A jack-up oil drilling rig is now moving into position to begin exploratory drilling in Cook Inlet. Steve Sutherlin, Strategic Officer for Texas-based Escopeta Oil, says the company got clearance from Customs and Border Protection to begin moving the rig out of Kachemak Bay early Wednesday morning. During the next week it will be put in place, the legs will be extended to the sea floor, and the rig will be staffed by a crew of about 54 people to begin drilling.
The company may be in violation of the Jones Act because it used a Chinese cargo vessel to take the rig around South America. Sutherlin would not offer much comment on what federal authorities may do next.
The Jones Act bars shippers from delivering cargo between U.S. ports on non-U.S.-made vessels. Escopeta had a waiver from the Jones Act, but it was for a different vessel. When Spartan, the rig’s owner, grew worried that it might be seized by Customs and Border Protection, Escopeta owner Danny Davis had it unloaded in Canada, and then re-loaded aboard an American barge for its trip into U.S. waters.
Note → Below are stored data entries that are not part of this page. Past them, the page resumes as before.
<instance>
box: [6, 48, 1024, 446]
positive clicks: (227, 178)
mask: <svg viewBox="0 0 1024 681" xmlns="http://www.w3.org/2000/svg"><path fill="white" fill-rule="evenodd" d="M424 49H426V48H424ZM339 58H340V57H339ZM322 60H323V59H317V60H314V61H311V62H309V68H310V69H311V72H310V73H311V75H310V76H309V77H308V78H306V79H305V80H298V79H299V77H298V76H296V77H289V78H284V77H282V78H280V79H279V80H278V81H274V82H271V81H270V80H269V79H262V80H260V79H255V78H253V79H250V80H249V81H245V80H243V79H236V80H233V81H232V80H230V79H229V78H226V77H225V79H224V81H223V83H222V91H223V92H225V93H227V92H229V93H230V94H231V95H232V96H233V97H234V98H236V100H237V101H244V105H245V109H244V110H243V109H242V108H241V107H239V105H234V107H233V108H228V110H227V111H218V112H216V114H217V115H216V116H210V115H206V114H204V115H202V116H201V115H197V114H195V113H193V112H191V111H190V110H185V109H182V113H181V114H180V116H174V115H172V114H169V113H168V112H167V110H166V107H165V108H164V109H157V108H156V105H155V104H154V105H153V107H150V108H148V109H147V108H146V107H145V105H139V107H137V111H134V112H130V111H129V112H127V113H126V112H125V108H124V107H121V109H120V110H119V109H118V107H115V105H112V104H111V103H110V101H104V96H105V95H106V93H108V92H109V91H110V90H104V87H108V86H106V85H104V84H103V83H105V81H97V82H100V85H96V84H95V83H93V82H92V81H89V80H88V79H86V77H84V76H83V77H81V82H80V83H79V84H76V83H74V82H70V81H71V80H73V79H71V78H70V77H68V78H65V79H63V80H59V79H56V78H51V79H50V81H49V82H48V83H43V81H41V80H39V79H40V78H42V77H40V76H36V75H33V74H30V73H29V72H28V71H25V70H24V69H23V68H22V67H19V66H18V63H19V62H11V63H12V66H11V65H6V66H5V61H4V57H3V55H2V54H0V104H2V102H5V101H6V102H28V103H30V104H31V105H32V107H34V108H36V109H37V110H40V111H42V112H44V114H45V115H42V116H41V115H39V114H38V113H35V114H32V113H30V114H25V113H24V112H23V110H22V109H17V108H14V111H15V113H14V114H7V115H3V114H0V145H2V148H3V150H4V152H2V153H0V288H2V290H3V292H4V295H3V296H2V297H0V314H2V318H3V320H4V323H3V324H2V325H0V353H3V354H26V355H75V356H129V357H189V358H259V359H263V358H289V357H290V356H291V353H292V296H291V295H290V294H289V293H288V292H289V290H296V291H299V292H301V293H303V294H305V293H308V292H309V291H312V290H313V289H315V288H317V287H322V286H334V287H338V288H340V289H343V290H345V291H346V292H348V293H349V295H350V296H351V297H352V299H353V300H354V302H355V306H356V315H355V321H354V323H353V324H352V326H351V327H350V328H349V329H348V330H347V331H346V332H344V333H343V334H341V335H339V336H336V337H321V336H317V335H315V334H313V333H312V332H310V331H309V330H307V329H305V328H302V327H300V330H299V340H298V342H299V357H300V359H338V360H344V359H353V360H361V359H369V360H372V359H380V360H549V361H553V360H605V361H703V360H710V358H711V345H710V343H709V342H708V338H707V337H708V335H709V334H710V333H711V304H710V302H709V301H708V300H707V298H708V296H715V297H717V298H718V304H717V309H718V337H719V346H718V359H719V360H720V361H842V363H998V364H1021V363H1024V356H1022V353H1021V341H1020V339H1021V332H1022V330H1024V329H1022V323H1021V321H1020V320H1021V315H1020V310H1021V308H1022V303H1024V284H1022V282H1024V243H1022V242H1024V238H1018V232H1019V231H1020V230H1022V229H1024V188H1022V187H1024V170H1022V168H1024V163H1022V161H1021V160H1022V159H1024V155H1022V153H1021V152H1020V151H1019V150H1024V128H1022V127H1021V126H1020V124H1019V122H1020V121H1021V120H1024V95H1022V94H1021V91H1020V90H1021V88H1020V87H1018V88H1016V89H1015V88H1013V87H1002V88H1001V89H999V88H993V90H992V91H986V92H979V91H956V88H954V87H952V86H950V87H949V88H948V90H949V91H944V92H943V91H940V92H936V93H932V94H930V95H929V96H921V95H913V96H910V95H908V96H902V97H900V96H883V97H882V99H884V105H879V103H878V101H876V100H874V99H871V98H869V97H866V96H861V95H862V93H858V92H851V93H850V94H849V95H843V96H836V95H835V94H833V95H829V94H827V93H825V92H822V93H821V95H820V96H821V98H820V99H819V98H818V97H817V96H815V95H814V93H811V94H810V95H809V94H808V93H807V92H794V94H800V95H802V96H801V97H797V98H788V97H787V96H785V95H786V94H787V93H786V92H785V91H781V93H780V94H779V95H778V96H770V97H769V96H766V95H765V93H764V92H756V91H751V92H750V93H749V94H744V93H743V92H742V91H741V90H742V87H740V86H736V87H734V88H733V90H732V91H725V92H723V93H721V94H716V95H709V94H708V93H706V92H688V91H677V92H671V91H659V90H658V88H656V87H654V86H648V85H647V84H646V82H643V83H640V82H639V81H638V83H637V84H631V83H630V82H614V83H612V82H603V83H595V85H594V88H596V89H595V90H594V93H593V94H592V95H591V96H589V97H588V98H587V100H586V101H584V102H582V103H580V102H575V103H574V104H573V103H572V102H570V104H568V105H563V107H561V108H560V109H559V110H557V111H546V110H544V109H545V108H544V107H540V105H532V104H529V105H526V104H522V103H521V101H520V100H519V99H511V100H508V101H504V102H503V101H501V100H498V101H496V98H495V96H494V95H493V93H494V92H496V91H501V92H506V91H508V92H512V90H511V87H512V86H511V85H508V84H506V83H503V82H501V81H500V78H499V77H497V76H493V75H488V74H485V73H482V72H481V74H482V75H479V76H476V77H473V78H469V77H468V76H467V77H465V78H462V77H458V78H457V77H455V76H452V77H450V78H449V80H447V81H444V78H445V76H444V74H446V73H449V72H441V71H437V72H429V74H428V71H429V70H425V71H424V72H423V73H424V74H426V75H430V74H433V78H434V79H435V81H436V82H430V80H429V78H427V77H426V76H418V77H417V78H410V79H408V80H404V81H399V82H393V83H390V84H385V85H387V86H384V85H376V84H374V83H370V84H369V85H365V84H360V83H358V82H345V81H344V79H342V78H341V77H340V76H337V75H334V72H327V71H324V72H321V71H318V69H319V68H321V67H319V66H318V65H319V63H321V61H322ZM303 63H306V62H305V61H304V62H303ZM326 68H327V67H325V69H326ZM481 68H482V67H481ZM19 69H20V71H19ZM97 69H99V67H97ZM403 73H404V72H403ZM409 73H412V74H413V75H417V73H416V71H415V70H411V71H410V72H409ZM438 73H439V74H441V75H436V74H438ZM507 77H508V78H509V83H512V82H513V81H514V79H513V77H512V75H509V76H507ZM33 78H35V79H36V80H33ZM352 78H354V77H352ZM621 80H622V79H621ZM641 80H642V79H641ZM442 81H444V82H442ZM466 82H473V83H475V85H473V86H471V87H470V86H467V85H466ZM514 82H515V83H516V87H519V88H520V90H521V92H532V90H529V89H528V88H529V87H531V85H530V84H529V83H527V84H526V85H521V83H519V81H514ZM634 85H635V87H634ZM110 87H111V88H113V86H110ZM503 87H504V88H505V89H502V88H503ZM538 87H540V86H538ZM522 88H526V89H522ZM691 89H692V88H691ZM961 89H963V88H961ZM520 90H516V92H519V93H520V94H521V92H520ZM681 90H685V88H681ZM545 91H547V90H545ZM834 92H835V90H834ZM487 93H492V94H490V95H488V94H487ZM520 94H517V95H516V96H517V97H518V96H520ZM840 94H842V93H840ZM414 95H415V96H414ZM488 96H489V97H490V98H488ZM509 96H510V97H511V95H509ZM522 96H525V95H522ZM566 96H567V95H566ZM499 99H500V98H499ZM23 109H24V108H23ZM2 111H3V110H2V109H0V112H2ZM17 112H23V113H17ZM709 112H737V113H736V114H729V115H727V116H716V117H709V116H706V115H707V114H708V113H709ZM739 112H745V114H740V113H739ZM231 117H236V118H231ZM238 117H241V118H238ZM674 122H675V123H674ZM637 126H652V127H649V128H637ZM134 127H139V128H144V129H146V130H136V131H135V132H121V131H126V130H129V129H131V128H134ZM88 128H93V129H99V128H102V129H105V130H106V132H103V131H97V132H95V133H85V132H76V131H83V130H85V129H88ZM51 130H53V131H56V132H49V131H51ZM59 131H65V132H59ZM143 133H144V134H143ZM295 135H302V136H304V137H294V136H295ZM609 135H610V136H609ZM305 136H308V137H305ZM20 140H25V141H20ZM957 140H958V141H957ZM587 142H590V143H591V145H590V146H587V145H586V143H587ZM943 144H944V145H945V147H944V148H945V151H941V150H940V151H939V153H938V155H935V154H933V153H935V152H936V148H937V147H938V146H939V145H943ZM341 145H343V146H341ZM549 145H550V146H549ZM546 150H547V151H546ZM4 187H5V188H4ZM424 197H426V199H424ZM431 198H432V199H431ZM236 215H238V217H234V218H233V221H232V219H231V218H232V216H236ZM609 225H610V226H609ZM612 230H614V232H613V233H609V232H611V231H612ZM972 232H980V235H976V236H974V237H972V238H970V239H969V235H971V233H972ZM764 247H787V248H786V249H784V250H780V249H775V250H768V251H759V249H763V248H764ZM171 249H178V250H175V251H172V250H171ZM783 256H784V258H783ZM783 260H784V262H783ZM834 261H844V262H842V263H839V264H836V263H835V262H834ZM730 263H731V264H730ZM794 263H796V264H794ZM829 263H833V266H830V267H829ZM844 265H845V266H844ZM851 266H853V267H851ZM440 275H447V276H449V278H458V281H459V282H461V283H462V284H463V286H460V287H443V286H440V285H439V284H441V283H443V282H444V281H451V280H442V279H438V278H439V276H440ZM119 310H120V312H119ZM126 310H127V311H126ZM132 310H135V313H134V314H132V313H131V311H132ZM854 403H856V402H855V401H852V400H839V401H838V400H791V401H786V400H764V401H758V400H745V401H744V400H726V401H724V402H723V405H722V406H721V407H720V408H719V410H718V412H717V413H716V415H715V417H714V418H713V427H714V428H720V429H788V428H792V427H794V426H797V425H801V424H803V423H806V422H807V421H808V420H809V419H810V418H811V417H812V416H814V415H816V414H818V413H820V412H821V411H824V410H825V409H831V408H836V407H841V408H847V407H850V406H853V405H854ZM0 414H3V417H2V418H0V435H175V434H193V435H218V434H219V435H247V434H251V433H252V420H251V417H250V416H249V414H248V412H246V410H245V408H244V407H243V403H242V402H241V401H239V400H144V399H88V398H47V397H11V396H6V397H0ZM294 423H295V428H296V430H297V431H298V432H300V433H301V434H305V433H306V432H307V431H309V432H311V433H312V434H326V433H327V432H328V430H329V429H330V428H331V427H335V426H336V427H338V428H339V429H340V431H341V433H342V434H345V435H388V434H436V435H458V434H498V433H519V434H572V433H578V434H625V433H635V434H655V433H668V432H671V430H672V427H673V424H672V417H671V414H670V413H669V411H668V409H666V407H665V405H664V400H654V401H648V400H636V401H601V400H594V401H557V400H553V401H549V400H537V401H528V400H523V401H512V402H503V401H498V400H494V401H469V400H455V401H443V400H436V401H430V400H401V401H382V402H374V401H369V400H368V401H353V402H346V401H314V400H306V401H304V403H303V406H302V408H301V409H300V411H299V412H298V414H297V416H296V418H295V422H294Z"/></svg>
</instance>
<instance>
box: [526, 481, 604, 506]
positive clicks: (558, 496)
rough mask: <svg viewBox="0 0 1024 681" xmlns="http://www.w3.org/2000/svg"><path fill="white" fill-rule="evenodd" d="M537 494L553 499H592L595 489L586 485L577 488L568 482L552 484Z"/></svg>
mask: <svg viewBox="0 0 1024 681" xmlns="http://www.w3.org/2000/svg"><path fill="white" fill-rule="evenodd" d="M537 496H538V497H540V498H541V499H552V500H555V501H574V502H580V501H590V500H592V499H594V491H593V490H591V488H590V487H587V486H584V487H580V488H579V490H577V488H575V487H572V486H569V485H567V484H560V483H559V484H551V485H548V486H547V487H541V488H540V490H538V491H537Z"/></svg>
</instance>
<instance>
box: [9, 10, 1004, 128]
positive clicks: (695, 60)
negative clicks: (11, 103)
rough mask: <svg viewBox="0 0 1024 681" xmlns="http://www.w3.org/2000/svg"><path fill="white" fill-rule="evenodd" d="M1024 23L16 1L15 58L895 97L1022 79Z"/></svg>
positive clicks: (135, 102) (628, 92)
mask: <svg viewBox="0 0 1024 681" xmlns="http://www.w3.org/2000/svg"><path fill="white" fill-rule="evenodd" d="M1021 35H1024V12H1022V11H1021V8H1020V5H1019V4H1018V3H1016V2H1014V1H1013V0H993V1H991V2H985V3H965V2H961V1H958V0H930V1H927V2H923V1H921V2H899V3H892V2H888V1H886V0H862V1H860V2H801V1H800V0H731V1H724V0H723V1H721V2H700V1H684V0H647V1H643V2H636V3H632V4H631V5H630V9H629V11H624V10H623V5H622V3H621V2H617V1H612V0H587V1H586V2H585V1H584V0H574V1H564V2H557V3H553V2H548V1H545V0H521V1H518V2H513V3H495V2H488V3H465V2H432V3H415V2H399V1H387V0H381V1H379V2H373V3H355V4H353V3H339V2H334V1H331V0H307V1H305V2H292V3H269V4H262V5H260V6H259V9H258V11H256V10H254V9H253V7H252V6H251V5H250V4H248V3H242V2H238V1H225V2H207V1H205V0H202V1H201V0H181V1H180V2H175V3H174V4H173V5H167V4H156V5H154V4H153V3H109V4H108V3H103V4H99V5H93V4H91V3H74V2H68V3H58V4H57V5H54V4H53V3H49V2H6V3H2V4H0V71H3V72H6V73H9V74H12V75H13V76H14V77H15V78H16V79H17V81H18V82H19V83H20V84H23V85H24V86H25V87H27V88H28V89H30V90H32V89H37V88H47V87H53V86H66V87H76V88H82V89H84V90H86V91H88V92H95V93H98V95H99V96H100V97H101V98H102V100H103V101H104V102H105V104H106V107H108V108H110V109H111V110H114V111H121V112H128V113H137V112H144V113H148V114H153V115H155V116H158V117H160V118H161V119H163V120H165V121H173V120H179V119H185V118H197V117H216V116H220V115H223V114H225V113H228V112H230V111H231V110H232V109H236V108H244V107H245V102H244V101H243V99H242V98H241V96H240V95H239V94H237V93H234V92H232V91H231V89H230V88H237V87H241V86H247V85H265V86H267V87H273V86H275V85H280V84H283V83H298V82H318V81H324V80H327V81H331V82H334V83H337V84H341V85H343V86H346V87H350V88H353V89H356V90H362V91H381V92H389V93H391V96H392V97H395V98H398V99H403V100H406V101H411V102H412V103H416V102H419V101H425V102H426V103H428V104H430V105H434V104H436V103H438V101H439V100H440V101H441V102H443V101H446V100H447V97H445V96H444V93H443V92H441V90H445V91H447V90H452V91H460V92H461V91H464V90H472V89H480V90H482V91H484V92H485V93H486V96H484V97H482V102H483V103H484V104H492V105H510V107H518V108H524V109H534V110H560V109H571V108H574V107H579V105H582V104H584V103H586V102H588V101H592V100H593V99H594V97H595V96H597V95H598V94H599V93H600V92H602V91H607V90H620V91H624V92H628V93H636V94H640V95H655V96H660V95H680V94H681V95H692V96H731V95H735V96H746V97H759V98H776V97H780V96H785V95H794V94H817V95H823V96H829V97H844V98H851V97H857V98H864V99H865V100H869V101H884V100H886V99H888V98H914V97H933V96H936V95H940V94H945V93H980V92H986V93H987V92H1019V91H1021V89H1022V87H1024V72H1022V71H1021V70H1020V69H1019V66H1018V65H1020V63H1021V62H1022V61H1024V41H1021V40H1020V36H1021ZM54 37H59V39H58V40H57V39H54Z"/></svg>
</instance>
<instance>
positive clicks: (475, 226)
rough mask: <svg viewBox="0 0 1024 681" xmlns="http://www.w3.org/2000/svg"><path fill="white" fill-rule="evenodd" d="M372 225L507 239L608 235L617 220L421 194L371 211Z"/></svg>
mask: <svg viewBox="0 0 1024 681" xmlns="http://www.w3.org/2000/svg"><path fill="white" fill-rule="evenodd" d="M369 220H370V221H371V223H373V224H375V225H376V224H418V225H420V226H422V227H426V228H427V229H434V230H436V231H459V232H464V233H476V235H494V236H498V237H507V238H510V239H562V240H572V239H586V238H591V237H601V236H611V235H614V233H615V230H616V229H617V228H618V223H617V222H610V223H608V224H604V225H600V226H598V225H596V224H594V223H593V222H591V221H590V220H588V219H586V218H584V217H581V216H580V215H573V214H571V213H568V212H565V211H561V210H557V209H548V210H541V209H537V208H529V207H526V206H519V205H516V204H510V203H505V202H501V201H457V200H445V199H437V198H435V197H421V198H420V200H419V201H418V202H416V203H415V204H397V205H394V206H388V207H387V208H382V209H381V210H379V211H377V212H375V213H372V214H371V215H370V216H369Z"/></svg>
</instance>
If all goes as planned, Escopeta will qualify for at least $25 million in state tax credits for its first well. There is another $22.5 million for the second well, and $20 million for the third. Escopeta owner Danny Davis says his expenses are sure to exceed the amount of those credits.
Steve Sutherlin, with the fatigue clear in his voice, says he’s pretty happy to finally see the rig, called the Spartan 151, finally in Cook Inlet.
The geological prospect the company will drill is north of Nikiski and is called the Kitchen Lights Unit. The rig will have to be pulled up once the Inlet starts icing up.